All that stated, the gimmick works REALLY well. So this sorority girl is murdered and she lives the same day over and over again. We have no idea why, but she needs to solve her own murder. In the meantime, she learns how to be a better person and all that jazz. So the gimmick, yes, we are seriously just doing the Bill Murray thing again, but it’s a twisted blast. You get invested in how she’ll die this time, what quirky things she’ll do different, and how this puzzle gets put together after all the repetition. None of this would be possible without an absolutely joyful performance by Jessica Rothe as the trapped-in-time heroine. She brings multiple dimensions to the character, and she’s definitely the glue that keeps this whole film together.
The real saving grace to this movie is that it never takes itself too seriously. At times, it can be downright hilarious and even delightfully self-aware. It somehow manages to find a great balance between all these different teen genres. And that’s really what it’s all about. Given the kind of mindless drivel that’s usually fed to the teen audience (i.e., the Bye Bye Man), it’s quite refreshing to see something that, although is not entirely original, truly is novel.
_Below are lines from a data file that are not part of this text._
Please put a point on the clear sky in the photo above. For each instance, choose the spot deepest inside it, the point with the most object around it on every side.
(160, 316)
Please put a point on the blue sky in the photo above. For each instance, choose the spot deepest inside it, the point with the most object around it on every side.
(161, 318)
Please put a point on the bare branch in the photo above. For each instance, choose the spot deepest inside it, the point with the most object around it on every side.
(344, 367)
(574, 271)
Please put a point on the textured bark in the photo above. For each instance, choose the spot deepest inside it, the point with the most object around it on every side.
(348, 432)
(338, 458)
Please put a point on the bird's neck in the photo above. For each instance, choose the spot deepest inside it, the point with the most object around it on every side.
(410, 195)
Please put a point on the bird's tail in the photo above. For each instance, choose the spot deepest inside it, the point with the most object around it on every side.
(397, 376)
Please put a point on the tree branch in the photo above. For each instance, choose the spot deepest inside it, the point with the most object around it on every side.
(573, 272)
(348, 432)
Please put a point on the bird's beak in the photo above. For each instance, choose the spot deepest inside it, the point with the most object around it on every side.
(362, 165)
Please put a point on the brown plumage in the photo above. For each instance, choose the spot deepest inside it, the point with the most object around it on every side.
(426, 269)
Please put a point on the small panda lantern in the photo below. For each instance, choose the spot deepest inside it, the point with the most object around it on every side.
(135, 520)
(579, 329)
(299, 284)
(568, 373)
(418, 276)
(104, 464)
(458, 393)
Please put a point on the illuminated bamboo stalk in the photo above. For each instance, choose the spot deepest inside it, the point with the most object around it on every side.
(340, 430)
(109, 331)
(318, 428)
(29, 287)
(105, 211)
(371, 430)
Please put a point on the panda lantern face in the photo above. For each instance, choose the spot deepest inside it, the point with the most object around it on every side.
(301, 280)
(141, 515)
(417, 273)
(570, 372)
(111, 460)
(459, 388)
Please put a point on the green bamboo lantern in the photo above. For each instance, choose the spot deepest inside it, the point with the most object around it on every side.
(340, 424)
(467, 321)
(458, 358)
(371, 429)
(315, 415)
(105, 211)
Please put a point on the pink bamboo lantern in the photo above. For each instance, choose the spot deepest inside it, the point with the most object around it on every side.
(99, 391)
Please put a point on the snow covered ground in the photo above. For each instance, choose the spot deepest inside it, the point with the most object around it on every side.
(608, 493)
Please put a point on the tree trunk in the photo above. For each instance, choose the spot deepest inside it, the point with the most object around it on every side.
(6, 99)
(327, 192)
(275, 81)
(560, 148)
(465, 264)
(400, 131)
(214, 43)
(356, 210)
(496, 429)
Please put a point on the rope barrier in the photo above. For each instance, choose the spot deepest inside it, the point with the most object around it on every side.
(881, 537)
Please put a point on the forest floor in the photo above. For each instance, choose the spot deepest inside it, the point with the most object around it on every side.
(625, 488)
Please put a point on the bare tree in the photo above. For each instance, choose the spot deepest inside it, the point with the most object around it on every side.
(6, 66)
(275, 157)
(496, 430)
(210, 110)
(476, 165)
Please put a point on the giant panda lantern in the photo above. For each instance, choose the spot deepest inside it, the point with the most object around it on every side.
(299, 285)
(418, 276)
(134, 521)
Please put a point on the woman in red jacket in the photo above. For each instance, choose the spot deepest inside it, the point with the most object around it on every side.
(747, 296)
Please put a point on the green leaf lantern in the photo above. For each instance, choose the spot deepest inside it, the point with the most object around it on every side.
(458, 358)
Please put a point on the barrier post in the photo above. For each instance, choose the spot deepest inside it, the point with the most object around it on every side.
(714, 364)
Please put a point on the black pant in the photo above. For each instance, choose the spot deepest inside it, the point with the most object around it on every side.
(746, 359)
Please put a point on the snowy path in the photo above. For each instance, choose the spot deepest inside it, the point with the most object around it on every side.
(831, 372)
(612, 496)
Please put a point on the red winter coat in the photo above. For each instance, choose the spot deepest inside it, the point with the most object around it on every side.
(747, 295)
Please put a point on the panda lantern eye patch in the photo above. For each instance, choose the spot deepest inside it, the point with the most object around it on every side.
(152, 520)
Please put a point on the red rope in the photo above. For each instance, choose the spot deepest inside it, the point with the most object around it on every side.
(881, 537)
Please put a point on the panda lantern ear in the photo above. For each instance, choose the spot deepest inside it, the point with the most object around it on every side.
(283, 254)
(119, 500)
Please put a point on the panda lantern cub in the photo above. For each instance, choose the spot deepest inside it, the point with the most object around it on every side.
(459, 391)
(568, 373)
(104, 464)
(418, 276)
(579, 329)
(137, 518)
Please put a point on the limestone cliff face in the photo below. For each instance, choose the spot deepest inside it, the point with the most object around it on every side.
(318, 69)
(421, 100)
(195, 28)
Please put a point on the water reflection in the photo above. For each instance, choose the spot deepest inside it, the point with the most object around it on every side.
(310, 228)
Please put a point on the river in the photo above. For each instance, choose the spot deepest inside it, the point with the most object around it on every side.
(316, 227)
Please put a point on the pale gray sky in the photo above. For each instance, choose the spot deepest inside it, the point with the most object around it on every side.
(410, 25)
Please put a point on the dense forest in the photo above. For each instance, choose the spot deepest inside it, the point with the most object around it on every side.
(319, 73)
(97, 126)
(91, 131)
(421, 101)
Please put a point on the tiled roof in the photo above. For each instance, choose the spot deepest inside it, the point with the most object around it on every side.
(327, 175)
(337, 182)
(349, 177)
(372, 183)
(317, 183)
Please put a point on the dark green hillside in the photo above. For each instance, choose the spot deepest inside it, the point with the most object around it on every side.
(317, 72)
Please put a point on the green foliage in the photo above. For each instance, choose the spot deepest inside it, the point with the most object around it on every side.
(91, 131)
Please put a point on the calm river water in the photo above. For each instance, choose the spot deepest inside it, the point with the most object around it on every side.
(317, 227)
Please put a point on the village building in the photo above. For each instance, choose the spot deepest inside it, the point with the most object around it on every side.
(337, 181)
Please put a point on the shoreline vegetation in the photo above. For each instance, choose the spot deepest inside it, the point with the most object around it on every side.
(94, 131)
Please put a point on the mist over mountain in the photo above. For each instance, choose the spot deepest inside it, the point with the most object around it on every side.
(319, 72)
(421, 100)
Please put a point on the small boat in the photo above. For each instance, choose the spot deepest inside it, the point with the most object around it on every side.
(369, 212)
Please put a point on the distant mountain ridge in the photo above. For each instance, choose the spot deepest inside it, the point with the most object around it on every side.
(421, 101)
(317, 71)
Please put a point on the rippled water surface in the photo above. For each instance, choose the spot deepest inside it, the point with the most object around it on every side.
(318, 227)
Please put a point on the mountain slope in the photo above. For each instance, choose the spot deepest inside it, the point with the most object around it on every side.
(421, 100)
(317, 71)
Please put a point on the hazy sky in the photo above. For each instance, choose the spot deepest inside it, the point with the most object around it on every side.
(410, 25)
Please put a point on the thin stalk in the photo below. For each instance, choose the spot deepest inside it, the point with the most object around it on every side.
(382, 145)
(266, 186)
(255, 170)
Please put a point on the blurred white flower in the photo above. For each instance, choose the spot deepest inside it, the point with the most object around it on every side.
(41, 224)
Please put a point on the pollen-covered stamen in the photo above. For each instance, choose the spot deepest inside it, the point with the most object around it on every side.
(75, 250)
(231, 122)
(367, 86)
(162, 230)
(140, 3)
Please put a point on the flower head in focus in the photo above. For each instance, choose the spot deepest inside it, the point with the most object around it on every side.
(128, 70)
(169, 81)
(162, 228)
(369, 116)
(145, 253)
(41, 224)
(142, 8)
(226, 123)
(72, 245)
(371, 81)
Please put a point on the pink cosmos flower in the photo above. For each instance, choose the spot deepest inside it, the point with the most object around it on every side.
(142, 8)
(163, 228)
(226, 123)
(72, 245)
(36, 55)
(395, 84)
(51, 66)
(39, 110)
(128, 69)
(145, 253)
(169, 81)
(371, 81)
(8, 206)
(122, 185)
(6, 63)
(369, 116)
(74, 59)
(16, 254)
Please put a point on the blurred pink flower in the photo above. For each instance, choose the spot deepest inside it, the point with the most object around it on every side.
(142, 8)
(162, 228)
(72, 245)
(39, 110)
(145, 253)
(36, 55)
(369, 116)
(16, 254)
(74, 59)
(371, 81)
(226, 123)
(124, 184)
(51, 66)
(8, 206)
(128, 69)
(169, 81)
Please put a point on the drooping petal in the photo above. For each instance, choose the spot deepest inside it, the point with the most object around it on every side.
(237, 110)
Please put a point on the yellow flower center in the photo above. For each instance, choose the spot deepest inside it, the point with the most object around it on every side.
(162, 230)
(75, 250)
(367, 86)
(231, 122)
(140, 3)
People I know probably won’t see this in theaters (because, you know, we’re old,) but this is destined to be a movie you run across on Netflix one day and think, “whoa, that was a lot better than I thought it would be.” Honestly, the more I write, the more I want to watch it again, and I get the weirdest feeling that tomorrow I will relieve this day again, and again, and again, until I have somehow written a perfect review.